Für die damalige europäische Branche war das nahezu unvorstellbar. Der Kunde kam traditionell über den Makler oder Agenten. Hier jedoch suchte der Versicherer den Kunden selbst, strukturiert, planbar und in grosser Zahl.

Der Motor der Expansion war also kein besserer Tarif und keine neuartige Deckung, sondern eine industrielle Organisation des Vertriebs.

Preispsychologie statt Preiskampf

Noch bemerkenswerter erscheint Paul die Tarifpolitik. Der Präsident erklärt ihm, man dürfe die Prämien nicht so weit senken, dass nur noch minimale Gewinne übrig bleiben.
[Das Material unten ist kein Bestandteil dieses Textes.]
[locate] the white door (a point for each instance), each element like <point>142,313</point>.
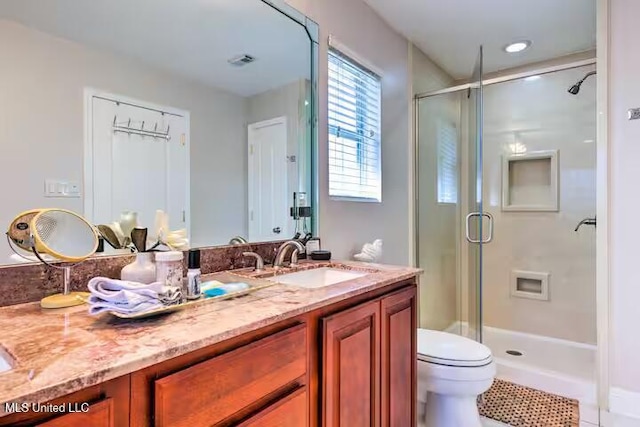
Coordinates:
<point>132,172</point>
<point>268,202</point>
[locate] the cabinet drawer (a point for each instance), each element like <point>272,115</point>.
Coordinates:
<point>290,411</point>
<point>99,415</point>
<point>211,391</point>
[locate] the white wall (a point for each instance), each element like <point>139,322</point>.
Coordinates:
<point>288,101</point>
<point>624,86</point>
<point>41,127</point>
<point>524,116</point>
<point>345,226</point>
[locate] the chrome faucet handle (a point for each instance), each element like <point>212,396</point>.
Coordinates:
<point>294,258</point>
<point>259,260</point>
<point>238,240</point>
<point>282,251</point>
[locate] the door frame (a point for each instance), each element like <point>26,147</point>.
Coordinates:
<point>88,94</point>
<point>250,190</point>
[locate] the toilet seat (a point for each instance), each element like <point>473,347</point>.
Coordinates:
<point>442,348</point>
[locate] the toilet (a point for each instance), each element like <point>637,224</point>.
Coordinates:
<point>452,372</point>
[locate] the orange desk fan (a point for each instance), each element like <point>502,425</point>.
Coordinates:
<point>54,235</point>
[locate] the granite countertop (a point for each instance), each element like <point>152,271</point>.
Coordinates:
<point>57,352</point>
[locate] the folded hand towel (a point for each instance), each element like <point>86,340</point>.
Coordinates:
<point>129,297</point>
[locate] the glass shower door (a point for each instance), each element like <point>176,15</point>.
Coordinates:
<point>476,217</point>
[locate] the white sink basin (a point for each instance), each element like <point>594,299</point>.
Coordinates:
<point>318,277</point>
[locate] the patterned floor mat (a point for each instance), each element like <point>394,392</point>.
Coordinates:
<point>521,406</point>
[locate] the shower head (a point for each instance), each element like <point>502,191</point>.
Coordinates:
<point>573,90</point>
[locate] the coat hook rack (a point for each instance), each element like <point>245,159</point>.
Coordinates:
<point>128,129</point>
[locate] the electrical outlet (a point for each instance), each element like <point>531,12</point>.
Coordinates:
<point>633,113</point>
<point>61,188</point>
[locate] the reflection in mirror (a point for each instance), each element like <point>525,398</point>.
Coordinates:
<point>200,110</point>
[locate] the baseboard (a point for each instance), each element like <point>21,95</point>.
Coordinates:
<point>624,402</point>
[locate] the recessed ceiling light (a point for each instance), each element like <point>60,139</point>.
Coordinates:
<point>518,46</point>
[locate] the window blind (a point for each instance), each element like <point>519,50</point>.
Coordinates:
<point>354,130</point>
<point>447,163</point>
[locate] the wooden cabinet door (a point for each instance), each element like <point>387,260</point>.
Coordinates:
<point>351,367</point>
<point>399,361</point>
<point>210,392</point>
<point>290,411</point>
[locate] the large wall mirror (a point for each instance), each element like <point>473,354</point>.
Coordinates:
<point>201,109</point>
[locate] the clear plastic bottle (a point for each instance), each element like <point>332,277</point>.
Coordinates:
<point>169,268</point>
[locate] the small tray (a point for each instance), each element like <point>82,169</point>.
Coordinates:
<point>177,307</point>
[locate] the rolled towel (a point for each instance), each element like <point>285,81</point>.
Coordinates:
<point>122,291</point>
<point>129,297</point>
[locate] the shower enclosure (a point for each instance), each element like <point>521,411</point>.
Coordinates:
<point>506,170</point>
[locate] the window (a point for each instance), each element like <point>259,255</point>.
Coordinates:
<point>354,130</point>
<point>447,163</point>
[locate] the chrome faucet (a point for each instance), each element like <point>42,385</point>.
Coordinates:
<point>238,240</point>
<point>259,260</point>
<point>282,251</point>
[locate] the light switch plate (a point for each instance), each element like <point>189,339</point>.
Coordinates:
<point>61,188</point>
<point>633,113</point>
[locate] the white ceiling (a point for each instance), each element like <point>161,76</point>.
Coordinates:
<point>192,38</point>
<point>450,31</point>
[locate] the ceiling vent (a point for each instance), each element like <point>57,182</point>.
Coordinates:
<point>241,60</point>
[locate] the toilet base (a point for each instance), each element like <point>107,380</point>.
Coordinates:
<point>451,411</point>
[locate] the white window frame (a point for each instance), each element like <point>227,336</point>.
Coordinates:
<point>344,53</point>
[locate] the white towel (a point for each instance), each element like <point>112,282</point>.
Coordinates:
<point>129,297</point>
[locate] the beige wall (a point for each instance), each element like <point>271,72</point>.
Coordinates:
<point>438,235</point>
<point>346,226</point>
<point>287,101</point>
<point>624,86</point>
<point>524,116</point>
<point>41,127</point>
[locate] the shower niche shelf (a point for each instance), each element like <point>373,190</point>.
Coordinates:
<point>530,182</point>
<point>530,284</point>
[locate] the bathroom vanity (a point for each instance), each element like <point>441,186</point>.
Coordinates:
<point>342,354</point>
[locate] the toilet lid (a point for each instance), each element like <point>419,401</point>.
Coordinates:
<point>452,350</point>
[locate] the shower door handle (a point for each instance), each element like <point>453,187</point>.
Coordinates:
<point>480,215</point>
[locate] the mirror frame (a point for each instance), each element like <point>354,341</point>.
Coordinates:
<point>313,32</point>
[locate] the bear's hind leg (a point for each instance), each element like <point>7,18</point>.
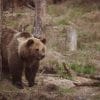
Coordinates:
<point>30,74</point>
<point>17,77</point>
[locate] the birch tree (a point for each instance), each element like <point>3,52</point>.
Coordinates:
<point>1,10</point>
<point>40,14</point>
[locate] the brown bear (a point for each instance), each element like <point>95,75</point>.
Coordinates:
<point>21,50</point>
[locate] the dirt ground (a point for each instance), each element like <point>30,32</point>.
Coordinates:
<point>47,88</point>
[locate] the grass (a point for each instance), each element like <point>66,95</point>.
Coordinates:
<point>83,69</point>
<point>65,90</point>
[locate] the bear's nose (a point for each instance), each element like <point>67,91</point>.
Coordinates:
<point>42,56</point>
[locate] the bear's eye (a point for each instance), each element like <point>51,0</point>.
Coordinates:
<point>37,49</point>
<point>43,50</point>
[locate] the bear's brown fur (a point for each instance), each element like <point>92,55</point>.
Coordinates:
<point>21,50</point>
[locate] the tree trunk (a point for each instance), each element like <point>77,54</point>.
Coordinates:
<point>40,13</point>
<point>72,39</point>
<point>1,10</point>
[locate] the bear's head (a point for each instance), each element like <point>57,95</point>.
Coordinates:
<point>32,49</point>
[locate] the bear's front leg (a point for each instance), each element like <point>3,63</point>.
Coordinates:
<point>30,73</point>
<point>17,77</point>
<point>16,70</point>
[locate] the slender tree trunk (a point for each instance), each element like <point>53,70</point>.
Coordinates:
<point>1,10</point>
<point>40,14</point>
<point>72,39</point>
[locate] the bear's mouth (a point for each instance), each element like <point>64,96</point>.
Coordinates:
<point>40,57</point>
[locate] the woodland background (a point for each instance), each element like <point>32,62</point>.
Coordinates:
<point>71,69</point>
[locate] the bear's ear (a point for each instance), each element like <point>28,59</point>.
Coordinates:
<point>30,42</point>
<point>43,40</point>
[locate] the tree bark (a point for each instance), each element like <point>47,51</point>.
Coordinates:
<point>40,14</point>
<point>72,39</point>
<point>1,10</point>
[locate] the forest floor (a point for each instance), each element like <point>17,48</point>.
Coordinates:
<point>57,86</point>
<point>50,88</point>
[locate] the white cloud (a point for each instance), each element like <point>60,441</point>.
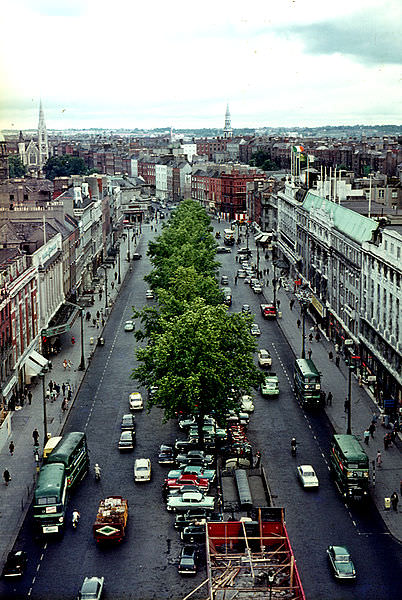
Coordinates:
<point>154,64</point>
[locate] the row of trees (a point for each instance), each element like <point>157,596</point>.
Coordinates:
<point>198,357</point>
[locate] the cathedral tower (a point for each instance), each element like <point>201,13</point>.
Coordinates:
<point>43,146</point>
<point>227,132</point>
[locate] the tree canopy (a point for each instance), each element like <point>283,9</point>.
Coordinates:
<point>199,357</point>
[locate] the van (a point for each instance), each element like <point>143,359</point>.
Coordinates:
<point>50,445</point>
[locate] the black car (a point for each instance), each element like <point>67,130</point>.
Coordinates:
<point>182,520</point>
<point>188,561</point>
<point>127,423</point>
<point>15,564</point>
<point>166,455</point>
<point>194,533</point>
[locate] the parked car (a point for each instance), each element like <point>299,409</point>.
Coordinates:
<point>188,560</point>
<point>194,533</point>
<point>270,386</point>
<point>91,588</point>
<point>264,358</point>
<point>127,422</point>
<point>268,311</point>
<point>127,441</point>
<point>190,500</point>
<point>341,562</point>
<point>129,326</point>
<point>136,402</point>
<point>307,476</point>
<point>166,455</point>
<point>15,564</point>
<point>247,404</point>
<point>142,469</point>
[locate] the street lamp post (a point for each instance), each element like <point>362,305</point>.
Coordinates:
<point>128,247</point>
<point>82,362</point>
<point>271,579</point>
<point>303,311</point>
<point>118,262</point>
<point>42,376</point>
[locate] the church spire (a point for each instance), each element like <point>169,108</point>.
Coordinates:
<point>227,132</point>
<point>43,146</point>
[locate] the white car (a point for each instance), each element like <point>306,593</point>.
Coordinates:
<point>254,329</point>
<point>307,476</point>
<point>129,326</point>
<point>136,402</point>
<point>142,469</point>
<point>246,404</point>
<point>264,358</point>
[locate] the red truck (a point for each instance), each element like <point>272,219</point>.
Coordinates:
<point>111,520</point>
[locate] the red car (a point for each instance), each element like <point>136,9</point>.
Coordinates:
<point>188,479</point>
<point>268,311</point>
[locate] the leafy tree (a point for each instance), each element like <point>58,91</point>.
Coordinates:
<point>16,167</point>
<point>200,363</point>
<point>63,166</point>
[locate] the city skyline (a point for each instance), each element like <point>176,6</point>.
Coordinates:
<point>299,64</point>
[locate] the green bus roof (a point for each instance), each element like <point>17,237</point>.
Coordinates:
<point>65,447</point>
<point>350,447</point>
<point>307,366</point>
<point>50,480</point>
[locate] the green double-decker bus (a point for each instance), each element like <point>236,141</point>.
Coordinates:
<point>350,467</point>
<point>50,499</point>
<point>72,452</point>
<point>307,381</point>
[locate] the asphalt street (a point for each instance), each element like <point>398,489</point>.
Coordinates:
<point>144,566</point>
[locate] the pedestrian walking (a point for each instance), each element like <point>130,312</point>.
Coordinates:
<point>394,501</point>
<point>35,435</point>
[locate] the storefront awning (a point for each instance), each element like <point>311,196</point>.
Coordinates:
<point>35,363</point>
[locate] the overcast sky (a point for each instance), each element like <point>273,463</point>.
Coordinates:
<point>128,63</point>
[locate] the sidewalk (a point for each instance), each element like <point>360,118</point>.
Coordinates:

Der Rabatt müsse lediglich gross genug sein, um den Wechselimpuls auszulösen.

Damit widersprach das Unternehmen einem Reflex, der bis heute verbreitet ist: Marktanteile über maximale Preisreduktion zu kaufen. Stattdessen setzte man auf eine präzis kalkulierte Differenz, die ausreichend attraktiv für den Kunden ist und gleichzeitig hochprofitabel für den Versicherer ist.

Die Strategie zielte nicht auf mathematische Unterbietung, sondern auf menschliches Entscheidungsverhalten. Die beeindruckende Villa, in der Paul wohnte, war gewissermassen der sichtbare Ausdruck dieser Marge.

Der Markt entsteht im Kopf des Kunden

Die Methode verwandelte Motorversicherung in ein standardisiertes Konsumgut. Nicht Vertrauen oder langfristige Beratung standen im Zentrum, sondern der Moment der Entscheidung. Der Kunde erhielt einen klaren Anreiz, einfach zu wechseln, ohne dass der Versicherer seine Wirtschaftlichkeit opfern musste.

Rückblickend wirkt das wie ein frühes Direktversicherungsmodell zu einer Zeit, in der der Begriff noch gar nicht existierte. Die eigentliche Disruption bestand darin, das Verhalten des Kunden zu verstehen und darauf ein reproduzierbares System aufzubauen.

Eine unerwartete persönliche Note

Beim Abschied erzählt die Ehefrau des Präsidenten eine letzte Geschichte. Das Zimmer, in dem Paul übernachtet hatte, war zuvor von Nelson Mandela genutzt worden, kurz nach seiner Freilassung aus dem Gefängnis auf Robben Island. Der erfolgreiche Unternehmer hatte also nicht nur geschäftlichen Instinkt, sondern auch gesellschaftliche Haltung.

Fazit

Diese Episode zeigt, dass Umbrüche in der Versicherungsbranche selten mit Technologie beginnen. Sie entstehen aus einem neuen Blick auf Vertrieb, Preisgestaltung und Entscheidungspsychologie. Der junge Unternehmer in Johannesburg veränderte keine Policenbedingungen. Er veränderte die Art, wie Menschen Versicherung kaufen. Genau darin lag die eigentliche Revolution.